6.2. Flowering time control in Cannabis - what we know so far

Cannabis has the potential to be a sustainable multipurpose crop. For virtually all applications ofCannabis , a better understanding of the genetic factors controlling flowering time would be highly beneficial (Figure 1). The reasons are evident when the flowers or seeds are the main agricultural product, such as hemp oil from seeds or CBD production from flowers. But flowering time also determines the crop purpose in more general terms, with later flowering varieties favouring vegetative stem growth thus suiting fibre production and earlier varieties displaying enhanced flower/seed yield (Salentijn et al., 2019). The interactions between flowering time and fibre quality are complex (reviewed in Salentijn et al., 2019) and the developmental stage at harvest has major implications for fibre quality. Additionally, a better understanding of flowering time is important to generate varieties that are adapted to local climatic and photoperiod conditions.

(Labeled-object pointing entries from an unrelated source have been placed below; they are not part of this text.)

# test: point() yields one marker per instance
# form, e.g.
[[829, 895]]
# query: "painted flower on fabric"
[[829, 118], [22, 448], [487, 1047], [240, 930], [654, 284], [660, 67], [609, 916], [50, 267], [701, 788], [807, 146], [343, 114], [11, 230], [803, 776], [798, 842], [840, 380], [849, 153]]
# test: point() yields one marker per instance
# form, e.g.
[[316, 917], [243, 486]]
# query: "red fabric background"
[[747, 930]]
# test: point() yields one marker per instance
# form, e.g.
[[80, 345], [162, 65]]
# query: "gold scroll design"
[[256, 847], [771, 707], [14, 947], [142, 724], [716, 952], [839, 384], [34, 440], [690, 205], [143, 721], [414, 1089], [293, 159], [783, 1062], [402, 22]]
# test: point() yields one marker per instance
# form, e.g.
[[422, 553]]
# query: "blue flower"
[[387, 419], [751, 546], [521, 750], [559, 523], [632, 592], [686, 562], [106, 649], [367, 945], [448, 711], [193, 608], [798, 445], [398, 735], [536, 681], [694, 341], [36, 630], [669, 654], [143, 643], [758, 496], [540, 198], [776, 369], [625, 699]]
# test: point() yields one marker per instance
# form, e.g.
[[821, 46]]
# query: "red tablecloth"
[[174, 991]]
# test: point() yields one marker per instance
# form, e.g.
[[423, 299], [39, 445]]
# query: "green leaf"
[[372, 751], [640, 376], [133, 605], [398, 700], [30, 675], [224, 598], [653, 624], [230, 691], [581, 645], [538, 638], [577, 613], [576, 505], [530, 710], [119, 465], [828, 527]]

While various environmental signals including temperature (Amaducci et al., 2012, 2008; Cosentino et al., 2012; Nelson, 1944) prompt floral initiation, Cannabis is particularly sensitive to changes in photoperiod (Hall et al., 2012; Salentijn et al., 2019). In as early as 1912 it was observed that flower induction in Cannabis is influenced by the photoperiod (Tournois 1912 (cited by Heslop-Harrison, 1957)). Cannabis is a facultative short-day plant (Salentijn et al., 2019). This means that while plants will typically flower eventually under long-day conditions, flowering occurs faster in short-day conditions i.e. by experiencing a sequence of days each with a minimum uninterrupted period of darkness. Cultivar-specific variation for the photoperiod at which flowering is induced has been reported, with the optimal photoperiod ranging from 9 to 14 h (Lisson et al., 2000 and references cited therein).

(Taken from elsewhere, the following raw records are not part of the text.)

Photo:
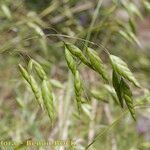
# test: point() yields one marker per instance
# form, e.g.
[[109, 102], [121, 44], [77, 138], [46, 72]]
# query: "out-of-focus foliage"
[[34, 29]]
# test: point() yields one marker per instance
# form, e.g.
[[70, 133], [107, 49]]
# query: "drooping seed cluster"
[[121, 73]]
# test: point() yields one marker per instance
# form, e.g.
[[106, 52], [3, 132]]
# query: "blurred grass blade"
[[116, 85], [48, 100]]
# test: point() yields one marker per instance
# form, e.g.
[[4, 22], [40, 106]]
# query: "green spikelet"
[[70, 61], [122, 69], [78, 89], [48, 100], [75, 51], [24, 73], [40, 71], [127, 95], [116, 84], [97, 63]]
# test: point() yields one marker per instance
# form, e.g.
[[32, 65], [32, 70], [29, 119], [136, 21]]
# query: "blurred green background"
[[35, 29]]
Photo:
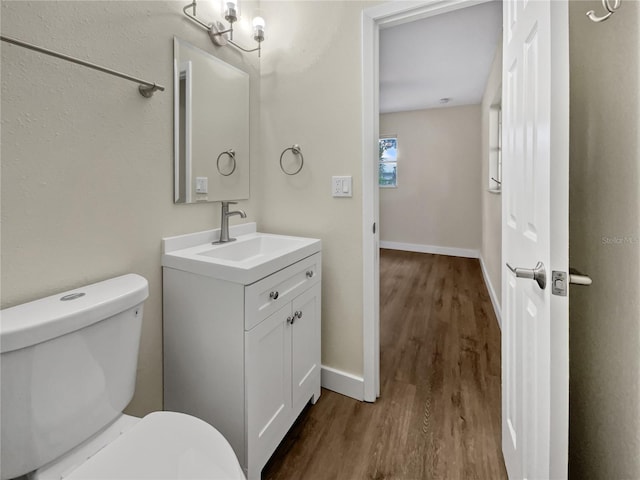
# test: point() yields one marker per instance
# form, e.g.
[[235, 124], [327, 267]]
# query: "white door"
[[535, 205]]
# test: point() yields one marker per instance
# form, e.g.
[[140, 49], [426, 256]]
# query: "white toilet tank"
[[68, 369]]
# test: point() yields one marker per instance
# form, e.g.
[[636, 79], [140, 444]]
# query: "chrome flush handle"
[[538, 274]]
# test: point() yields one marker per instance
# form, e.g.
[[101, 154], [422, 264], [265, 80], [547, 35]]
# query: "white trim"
[[342, 382], [386, 14], [492, 292], [370, 209], [435, 249]]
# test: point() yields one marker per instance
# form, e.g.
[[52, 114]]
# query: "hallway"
[[438, 415]]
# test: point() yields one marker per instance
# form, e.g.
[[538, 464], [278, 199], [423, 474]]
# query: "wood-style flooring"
[[438, 415]]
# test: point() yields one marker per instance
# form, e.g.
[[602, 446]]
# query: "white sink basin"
[[246, 260], [250, 248]]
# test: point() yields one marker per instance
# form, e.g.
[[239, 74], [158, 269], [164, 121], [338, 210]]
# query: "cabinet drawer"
[[266, 296]]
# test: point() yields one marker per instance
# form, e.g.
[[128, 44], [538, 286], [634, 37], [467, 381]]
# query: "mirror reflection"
[[211, 116]]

A related question is how many consecutive short days are required to induce flowering. Borthwick and Scully (1954) reported two weeks of a short photoperiod induced flowering in 3-5-week-old plants, and the greater the plant age at the time of switching to short-day the faster the floral transition. Furthermore, Potter (2014) stated flowers can be visible one week after the reduction in day length. Clearly, more research is needed in this area, in particular to explore the variation between cultivars for this trait.
Given that most individuals eventually flower under non-inductive photoperiodic conditions, a more detailed analysis of the age-related and the autonomous pathway and their influence on flowering time is warranted. In addition, it would be especially interesting to observe stressors that can accelerate flowering under non-inductive photoperiodic conditions, and detect whether the same signalling pathways are at play when individuals eventually flower under long days (Takeno, 2016).